Am 2. Juli 2025 hat der Rat der Stadt Münster den Bau neuer Flüchtlingsunterkünfte beschlossen, die dazu beitragen sollen, die temporären Lösungen in der Stadt langfristig zu ersetzen. Diese neuen Einrichtungen entstehen in den Baugebieten Albachten-Ost und an der Hobbeltstraße in Handorf und bieten jeweils bis zu 50 Plätze pro Standort. Ziel ist, eine strukturell tragfähige und gleichmäßig verteilte Unterbringung über das gesamte Stadtgebiet zu gewährleisten. stadt-muenster.de berichtet, dass diese Maßnahmen Teil eines umfassenden Konzepts zur nachhaltigen Integration von Geflüchteten sind.

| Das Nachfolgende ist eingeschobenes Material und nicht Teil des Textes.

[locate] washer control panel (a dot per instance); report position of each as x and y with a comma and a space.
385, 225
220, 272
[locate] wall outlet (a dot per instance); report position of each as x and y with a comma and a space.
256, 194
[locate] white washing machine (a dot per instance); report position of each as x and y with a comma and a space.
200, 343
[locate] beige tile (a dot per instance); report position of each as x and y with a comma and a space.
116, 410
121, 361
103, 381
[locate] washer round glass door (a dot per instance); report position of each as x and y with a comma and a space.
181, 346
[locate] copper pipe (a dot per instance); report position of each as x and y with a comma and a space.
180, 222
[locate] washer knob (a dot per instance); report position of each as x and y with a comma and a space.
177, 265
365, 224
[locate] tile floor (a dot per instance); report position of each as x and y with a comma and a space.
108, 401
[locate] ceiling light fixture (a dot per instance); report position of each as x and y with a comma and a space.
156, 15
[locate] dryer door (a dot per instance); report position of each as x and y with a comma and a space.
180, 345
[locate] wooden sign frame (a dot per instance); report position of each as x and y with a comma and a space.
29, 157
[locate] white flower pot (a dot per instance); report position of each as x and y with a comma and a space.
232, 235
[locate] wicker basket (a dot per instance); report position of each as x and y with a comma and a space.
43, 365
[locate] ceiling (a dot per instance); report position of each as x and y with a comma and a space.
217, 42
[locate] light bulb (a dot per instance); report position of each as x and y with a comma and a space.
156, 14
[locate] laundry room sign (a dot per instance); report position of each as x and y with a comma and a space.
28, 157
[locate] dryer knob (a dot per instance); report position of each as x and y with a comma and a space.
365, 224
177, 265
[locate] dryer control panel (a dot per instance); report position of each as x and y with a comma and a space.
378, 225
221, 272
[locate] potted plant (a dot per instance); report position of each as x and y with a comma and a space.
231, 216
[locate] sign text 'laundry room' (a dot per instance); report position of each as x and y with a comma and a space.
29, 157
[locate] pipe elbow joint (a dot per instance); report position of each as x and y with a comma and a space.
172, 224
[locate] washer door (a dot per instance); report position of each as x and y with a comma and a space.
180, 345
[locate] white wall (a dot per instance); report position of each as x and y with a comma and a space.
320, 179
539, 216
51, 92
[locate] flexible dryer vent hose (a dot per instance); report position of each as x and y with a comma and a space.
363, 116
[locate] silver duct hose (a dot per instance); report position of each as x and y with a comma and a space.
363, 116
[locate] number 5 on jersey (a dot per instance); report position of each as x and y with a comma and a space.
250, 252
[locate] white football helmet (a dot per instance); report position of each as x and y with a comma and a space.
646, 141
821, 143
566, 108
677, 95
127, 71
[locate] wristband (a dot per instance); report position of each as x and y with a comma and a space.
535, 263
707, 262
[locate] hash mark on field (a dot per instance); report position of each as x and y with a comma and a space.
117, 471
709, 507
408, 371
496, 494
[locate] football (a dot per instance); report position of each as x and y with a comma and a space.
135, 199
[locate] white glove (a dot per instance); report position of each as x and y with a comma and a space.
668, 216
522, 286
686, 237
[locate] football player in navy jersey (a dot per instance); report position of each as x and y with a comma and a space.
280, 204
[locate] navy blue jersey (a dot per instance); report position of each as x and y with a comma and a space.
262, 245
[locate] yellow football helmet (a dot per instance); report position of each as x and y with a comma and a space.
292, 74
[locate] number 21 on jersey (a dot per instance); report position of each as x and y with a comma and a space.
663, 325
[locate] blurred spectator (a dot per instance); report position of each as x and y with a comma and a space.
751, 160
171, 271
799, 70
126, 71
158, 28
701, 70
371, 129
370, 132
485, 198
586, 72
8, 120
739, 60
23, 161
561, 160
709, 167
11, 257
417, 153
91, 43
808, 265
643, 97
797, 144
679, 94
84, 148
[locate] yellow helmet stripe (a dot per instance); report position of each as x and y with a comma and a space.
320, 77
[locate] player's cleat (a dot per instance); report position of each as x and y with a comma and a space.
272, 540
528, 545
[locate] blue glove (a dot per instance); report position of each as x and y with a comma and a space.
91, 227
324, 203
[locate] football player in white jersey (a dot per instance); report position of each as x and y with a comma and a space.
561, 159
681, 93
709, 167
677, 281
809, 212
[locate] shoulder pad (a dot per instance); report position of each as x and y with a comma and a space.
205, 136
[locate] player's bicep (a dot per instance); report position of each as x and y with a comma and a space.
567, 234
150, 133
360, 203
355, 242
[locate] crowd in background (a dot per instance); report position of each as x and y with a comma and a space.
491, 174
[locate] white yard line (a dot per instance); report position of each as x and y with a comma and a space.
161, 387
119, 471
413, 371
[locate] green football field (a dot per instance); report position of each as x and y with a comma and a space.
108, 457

Die aktuellen Gegebenheiten in Münster stellen eine Herausforderung dar: Derzeit sind rund 2.400 Geflüchtete in 40 verschiedene Einrichtungen untergebracht, wobei mehr als 60 Prozent dieser Unterkünfte nur zeitlich befristet zur Verfügung stehen. Die neuen Unterkünfte sind so konzipiert, dass sie langfristig in reguläre Wohnungen umgewandelt werden können, was die Stadt Münster in ihrer Planung berücksichtigt hat.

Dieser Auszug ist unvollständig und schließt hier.